Farewell Ponting
"Major announcement at 1pm SCG TODAY involving a senior Australian cricketer." As soon as that not particularly cryptic email from Cricket Australia landed in inboxes around the cricketing world, everyone knew that Ricky Ponting's tenure as Australia's captain could now be measured in hours rather than months or even years. In truth, nobody needed an email. As soon as Australia crashed out of the World Cup at the quarter final stage - a disaster for a country that hoisted the trophy in the last three tournaments - it was clear that the Ponting era had come to an end.
I'm in England, where the news of Ponting's resignation is a big deal. It's the headline sports story of the day. He's a figure who English fans love to hate, but sneakingly admire. A great batsmen, an extraordinarily tough competitor, though a tactically suspect captain.
As I've written before in this space, I've long thought that Ponting gets an unfairly bad press, not least from Australia's cricketing scribes. He was never a popular replacement for Steve Waugh, a legend among Aussie sporting legends, and his critics will claim that his success as an Australian captain came during the Warne/McGrath era when the team could virtually have run on auto-pilot. Certainly, as soon as Warne, McGrath, Gilchrist and co retired, we saw the end of cricket's unipolar world in which Australia was the sole superpower. Afterwards, Ponting's job was to manage his side's decline.
I first met Ponting at a fashion event soon after arriving in Sydney - we had both been dragged along by our wives - and he was charming, friendly and, best of all, extremely candid. Australia was just about to set about regaining the Ashes, and he was disarmingly honest about why his team had been beaten in England the year before. He was also confident they would beat England convincingly on home soil - not a bad call on the eve of a 5-0 series.
At press conferences, Ponting tended to avoid the dreadful "they gave it 100%" clichés and spoke much more intelligently about the nuances of the game. At those same press availabilities, however, he could be painfully thin-skinned, especially when he copped criticism from former players - and especially former captains - about his lack of tactical smarts.
His books, the Captain's Diary series, also revealed the good and bad. The supportive captain, who cherished the Baggy Green culture invented to a large extent by Waugh. The loving husband, and later devoted father. The dedicated pro who thought there was no better job in the sporting world than captaining his country.
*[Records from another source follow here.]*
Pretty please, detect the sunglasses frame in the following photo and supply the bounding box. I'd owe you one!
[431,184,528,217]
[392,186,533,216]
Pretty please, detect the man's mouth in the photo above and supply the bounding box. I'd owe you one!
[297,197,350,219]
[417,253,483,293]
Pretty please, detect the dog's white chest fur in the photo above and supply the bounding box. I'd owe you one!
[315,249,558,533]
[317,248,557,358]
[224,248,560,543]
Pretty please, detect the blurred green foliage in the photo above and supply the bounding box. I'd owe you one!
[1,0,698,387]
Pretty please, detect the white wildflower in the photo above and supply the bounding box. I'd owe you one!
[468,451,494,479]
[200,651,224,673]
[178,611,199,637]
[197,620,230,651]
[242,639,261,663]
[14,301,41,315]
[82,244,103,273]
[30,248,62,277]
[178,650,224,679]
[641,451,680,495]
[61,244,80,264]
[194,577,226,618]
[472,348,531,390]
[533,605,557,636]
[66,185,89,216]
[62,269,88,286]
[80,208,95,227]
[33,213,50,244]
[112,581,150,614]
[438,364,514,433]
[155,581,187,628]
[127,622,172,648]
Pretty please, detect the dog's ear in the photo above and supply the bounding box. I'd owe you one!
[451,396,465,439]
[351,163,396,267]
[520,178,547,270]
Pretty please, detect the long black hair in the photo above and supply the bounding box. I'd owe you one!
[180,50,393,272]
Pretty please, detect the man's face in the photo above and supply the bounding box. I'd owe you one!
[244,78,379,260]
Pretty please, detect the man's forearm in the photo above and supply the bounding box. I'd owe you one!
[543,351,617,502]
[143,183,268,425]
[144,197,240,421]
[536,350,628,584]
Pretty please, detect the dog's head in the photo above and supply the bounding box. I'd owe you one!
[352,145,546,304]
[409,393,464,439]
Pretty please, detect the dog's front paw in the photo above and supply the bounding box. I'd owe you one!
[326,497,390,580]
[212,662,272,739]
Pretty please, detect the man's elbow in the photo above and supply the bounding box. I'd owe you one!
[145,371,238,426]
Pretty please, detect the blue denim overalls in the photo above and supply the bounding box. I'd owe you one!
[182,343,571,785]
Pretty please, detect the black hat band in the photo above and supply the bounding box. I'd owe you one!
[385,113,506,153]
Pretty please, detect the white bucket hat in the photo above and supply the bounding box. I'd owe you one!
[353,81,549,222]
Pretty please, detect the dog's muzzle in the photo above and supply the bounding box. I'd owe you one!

But they also revealed him to be rather peevish at times. He used the books to settle quite a few scores, and once I remembering his complaining about the cost of laundry on an Ashes tour in Britain, which seemed a lesser concern for a multi-millionaire sportsmen. Recently, we've seen a few ugly outbursts on the pitch, which suggested he was buckling under the pressure of leading what by Australian standards was a fairly mediocre side.
Ponting has said he plans to keep playing at an international level. The great fear of Cricket Australia was that he would not want to play on unless he was the captain. And for my money he is still Australia's finest batsmen, even if his form has slumped alarmingly in recent series. Perhaps he will drop down the batting order.
So farewell Punter Ponting - a man who brought to the game much more of the good than the bad and the ugly.